Zwischen Montagestation und Austaktband befindet sich die Kamera für die vollautomatische 100-Prozent-Qualitätskontrolle. (Foto: Wittmann)
Damit alle Komponenten in der Produktionszelle – das heißt die Spritzgießmaschine, die zwei Roboter, das Montagesystem und die Bildverarbeitung –, die alle von unterschiedlichen Herstellern kommen und alle eine eigene Steuerung haben, miteinander kommunizieren, sind sie über Profinet vernetzt. Der für die Echtzeitkommunikation ausgelegte Industrial-Ethernet-Standard stellt einen reibungslosen Prozessablauf sicher und vereinfacht den Produktionsanlauf nach dem Rüsten. Bevor die zentrale Steuerungseinheit an der Automatisierungszelle den Produktionsprozess startet, prüft sie, ob an der Spritzgießmaschine und am Linearroboter das richtige Programm eingestellt ist. Außerdem ermöglicht die Vernetzung die schnelle Fernwartung im Störungsfall. Die Experten von Maier können sich von extern auf die Zelle aufschalten, die Steuerung aller Einzelkomponenten kontrollieren und auf die Kamerabilder aus der Qualitätssicherung zugreifen. „Wittmann ist der ideale Integrationspartner“, sagt D’Amato. „So viel Flexibilität und Offenheit bieten nicht alle Roboter.“
Einfache Bedienung ist das A und O
Wittmann war im Hause Reinert schon lange vor dem Steuerungskastenprojekt bestens bekannt. Im Werk Bissingen sind zahlreiche weitere Wittmann-Roboter im Einsatz, und auch in den anderen beiden Werken von Reinert in Tschechien und Rumänien wird mit Produkten von Wittmann gearbeitet. „Unsere Produktionsmitarbeiterinnen und Mitarbeiter sind superfit und vertraut mit der Programmierung und Bedienung der Wittmann-Roboter“, sagt Klement. „Das liegt vor allem an der einfachen Bedienbarkeit und der Kontinuität in der Bedienlogik über viele Robotergenerationen hinweg.“
Zu Projektbeginn war kurzzeitig ein Knickarmroboter für die Einlege-, Entnahme-, Montage- und Prüfaufgaben im Gespräch. Doch Reinert hat sich bewusst gegen diesen Vorschlag entschieden. „Ich sage immer, es soll so einfach wie möglich sein“, so Jürgen Hahn. „Das minimiert das Fehlerrisiko, und unsere Maschinenbediener sind mit viel Motivation bei der Sache.“ Außerdem weiß der Geschäftsführer um die weiteren Vorteile von Wittmann: „Die Roboter sind robust und langlebig, und wir bekommen einen tollen Service.“
Auf Wachstum ausgelegt

Schöpfen gemeinsam alle Effizienzpotenziale aus (v. l.): Alen Cevra von Maier, Andreas Schramm von Wittmann Battenfeld Deutschland, Anlagenbediener Robil Gün, Christoph Klement und Jürgen Hahn von Reinert sowie Fabio D’Amato von Maier. (Foto: Wittmann)
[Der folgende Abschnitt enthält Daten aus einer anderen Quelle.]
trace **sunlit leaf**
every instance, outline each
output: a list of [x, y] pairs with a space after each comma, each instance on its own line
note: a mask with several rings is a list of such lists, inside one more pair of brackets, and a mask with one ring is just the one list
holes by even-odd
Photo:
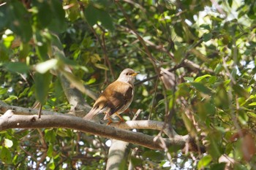
[[199, 82], [191, 82], [191, 85], [194, 86], [197, 90], [206, 93], [206, 94], [211, 94], [211, 90], [208, 88], [206, 87], [204, 85], [199, 83]]
[[243, 96], [246, 98], [249, 97], [249, 93], [246, 90], [244, 90], [244, 88], [243, 88], [238, 85], [233, 85], [233, 89], [234, 90], [236, 93], [237, 93], [240, 96]]
[[195, 82], [200, 82], [202, 80], [205, 79], [206, 77], [211, 77], [211, 75], [205, 74], [205, 75], [203, 75], [203, 76], [200, 76], [200, 77], [197, 77], [197, 78], [195, 80]]
[[50, 72], [35, 74], [36, 97], [42, 104], [46, 100], [51, 79], [52, 74]]
[[11, 147], [13, 145], [13, 142], [12, 140], [10, 140], [8, 139], [4, 139], [4, 146], [6, 147]]
[[198, 162], [197, 169], [201, 169], [207, 167], [207, 166], [211, 163], [211, 156], [209, 155], [203, 157]]
[[25, 63], [10, 62], [5, 64], [5, 67], [10, 72], [26, 73], [30, 69], [29, 66]]
[[1, 161], [6, 163], [10, 163], [12, 160], [10, 150], [5, 147], [1, 147], [1, 150], [0, 150]]
[[58, 60], [53, 58], [53, 59], [46, 61], [43, 63], [38, 63], [35, 66], [35, 69], [39, 73], [45, 74], [47, 72], [48, 72], [50, 69], [56, 68], [57, 65], [58, 65]]

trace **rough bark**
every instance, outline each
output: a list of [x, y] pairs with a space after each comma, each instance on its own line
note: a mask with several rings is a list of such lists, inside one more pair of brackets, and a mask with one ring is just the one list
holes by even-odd
[[[105, 125], [90, 122], [72, 115], [58, 114], [56, 112], [47, 111], [42, 111], [42, 117], [38, 119], [37, 115], [36, 115], [38, 112], [37, 109], [9, 107], [8, 105], [1, 105], [1, 104], [2, 104], [2, 102], [0, 103], [0, 112], [6, 111], [6, 112], [4, 115], [0, 117], [0, 131], [4, 131], [10, 128], [71, 128], [101, 136], [105, 138], [124, 141], [152, 150], [163, 150], [162, 142], [159, 139], [154, 140], [154, 136], [144, 134], [143, 133], [133, 132], [113, 127], [117, 126], [117, 123], [112, 123], [113, 126], [107, 126]], [[12, 109], [11, 110], [10, 109]], [[148, 125], [151, 125], [148, 127], [144, 126], [146, 124], [143, 122], [144, 120], [141, 122], [143, 125], [140, 126], [140, 123], [138, 123], [138, 122], [140, 121], [141, 122], [141, 120], [127, 121], [121, 123], [119, 125], [120, 128], [125, 127], [127, 129], [152, 129], [154, 128], [153, 127], [157, 127], [155, 129], [159, 130], [157, 129], [159, 128], [159, 122], [157, 121], [152, 122], [151, 120], [145, 120], [148, 121]], [[189, 139], [189, 136], [181, 136], [175, 135], [172, 138], [165, 138], [164, 141], [167, 146], [176, 145], [182, 147], [185, 145], [185, 143]]]

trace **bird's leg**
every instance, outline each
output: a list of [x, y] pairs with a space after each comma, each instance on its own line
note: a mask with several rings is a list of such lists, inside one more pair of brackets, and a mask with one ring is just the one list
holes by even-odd
[[109, 125], [110, 124], [111, 124], [113, 123], [113, 121], [110, 117], [108, 118], [108, 123], [107, 123], [107, 125]]
[[123, 117], [121, 117], [121, 116], [120, 116], [119, 114], [118, 114], [117, 112], [115, 112], [115, 114], [116, 114], [116, 115], [119, 117], [119, 119], [120, 119], [120, 121], [118, 123], [118, 125], [119, 125], [121, 122], [124, 121], [124, 120], [123, 119]]

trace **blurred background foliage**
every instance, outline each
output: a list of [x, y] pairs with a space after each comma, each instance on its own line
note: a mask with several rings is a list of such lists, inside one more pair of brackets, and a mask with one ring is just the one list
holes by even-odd
[[[66, 66], [68, 80], [97, 94], [132, 68], [140, 74], [124, 117], [141, 109], [138, 120], [165, 120], [206, 152], [132, 146], [123, 167], [255, 169], [255, 12], [254, 0], [0, 1], [0, 98], [65, 113]], [[102, 169], [107, 141], [69, 129], [1, 131], [0, 168]]]

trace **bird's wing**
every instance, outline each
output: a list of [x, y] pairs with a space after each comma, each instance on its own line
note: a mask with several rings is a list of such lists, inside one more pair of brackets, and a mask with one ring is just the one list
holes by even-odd
[[104, 120], [106, 120], [130, 102], [133, 98], [133, 86], [129, 83], [116, 81], [105, 90], [102, 95], [108, 96], [107, 103], [110, 108], [104, 117]]
[[108, 112], [108, 99], [103, 96], [100, 96], [95, 101], [90, 112], [84, 117], [86, 120], [92, 120], [99, 113]]

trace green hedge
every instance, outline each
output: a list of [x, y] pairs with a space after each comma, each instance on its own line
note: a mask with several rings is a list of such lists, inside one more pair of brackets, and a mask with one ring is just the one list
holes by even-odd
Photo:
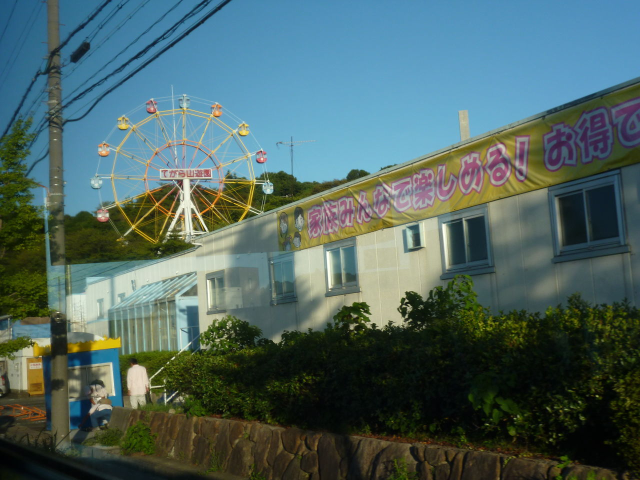
[[[146, 368], [147, 374], [150, 378], [152, 375], [164, 367], [167, 362], [171, 360], [172, 357], [175, 356], [177, 353], [177, 351], [143, 351], [128, 355], [120, 355], [119, 357], [120, 369], [122, 380], [123, 395], [126, 395], [127, 394], [127, 371], [131, 366], [129, 363], [129, 358], [136, 358], [139, 365], [141, 365]], [[165, 370], [158, 374], [157, 376], [152, 380], [151, 383], [152, 385], [163, 385], [164, 382], [164, 379], [166, 378]]]
[[[323, 332], [183, 354], [168, 384], [211, 413], [339, 432], [511, 440], [640, 469], [637, 308], [574, 296], [541, 314], [494, 316], [460, 276], [426, 299], [408, 292], [399, 311], [402, 325], [380, 328], [365, 303], [355, 303]], [[249, 328], [230, 317], [214, 322], [209, 337]]]

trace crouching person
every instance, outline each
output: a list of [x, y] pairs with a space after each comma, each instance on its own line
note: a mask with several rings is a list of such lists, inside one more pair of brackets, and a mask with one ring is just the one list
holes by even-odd
[[91, 408], [87, 413], [91, 419], [91, 428], [87, 429], [93, 431], [108, 428], [113, 407], [111, 401], [109, 399], [109, 394], [104, 388], [104, 383], [102, 380], [93, 380], [87, 387], [87, 395], [91, 401]]

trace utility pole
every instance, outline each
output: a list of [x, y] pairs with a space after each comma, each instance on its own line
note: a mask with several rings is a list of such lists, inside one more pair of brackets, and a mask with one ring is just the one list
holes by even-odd
[[[306, 143], [309, 141], [316, 141], [316, 140], [296, 140], [293, 141], [293, 137], [291, 137], [291, 140], [290, 141], [276, 141], [276, 147], [278, 145], [289, 145], [289, 151], [291, 152], [291, 177], [293, 177], [293, 146], [294, 145], [298, 145], [298, 143]], [[294, 187], [296, 186], [296, 179], [291, 179], [292, 185], [291, 185], [291, 195], [293, 196]]]
[[[62, 88], [60, 83], [60, 26], [58, 0], [47, 0], [47, 32], [49, 62], [49, 191], [51, 223], [49, 240], [51, 269], [47, 284], [64, 282], [63, 294], [57, 296], [51, 315], [51, 431], [58, 441], [68, 440], [69, 434], [69, 386], [67, 346], [67, 296], [69, 282], [65, 272], [65, 182], [62, 162]], [[50, 295], [51, 298], [51, 295]], [[56, 305], [55, 303], [57, 303]]]

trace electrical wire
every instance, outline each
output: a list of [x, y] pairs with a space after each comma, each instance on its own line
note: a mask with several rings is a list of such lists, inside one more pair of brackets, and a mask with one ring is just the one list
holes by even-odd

In enger Teamarbeit haben Reinert, Maier und Wittmann die Automatisierung des Gesamtprozesses auf maximale Effizienz und Flexibilität getrimmt. Programmierer und Softwareexperten von Wittmann waren mit an Bord. „Wenn es etwas umzuprogrammieren gab, genügte ein Anruf und sofort ging es weiter“, so D’Amato.
Ausgelegt ist die Produktionszelle auf die Produktion von bis zu 400.000 Baugruppen pro Jahr. In der Vorserie werden zunächst 50.000 Sicherungskästen für die landwirtschaftlichen Nutzfahrzeuge hergestellt. Wie schnell die Stückzahlen steigen werden, ist nicht absehbar. Zunächst soll die Produktionszelle mit anderen, ähnlich anspruchsvollen Bauteilen ausgelastet werden. „Das Grundkonzept der Produktionszelle hält uns alle Möglichkeiten offen“, sagt Christoph Klement. Sobald es mit den Sicherungskästen richtig losgeht, lassen sich die manuell zu bestückenden Trays sehr einfach durch Rütteltöpfe, Bunker und Vereinzeler ersetzen. Dann kann die Anlage bis zu acht Stunden am Stück autonom produzieren.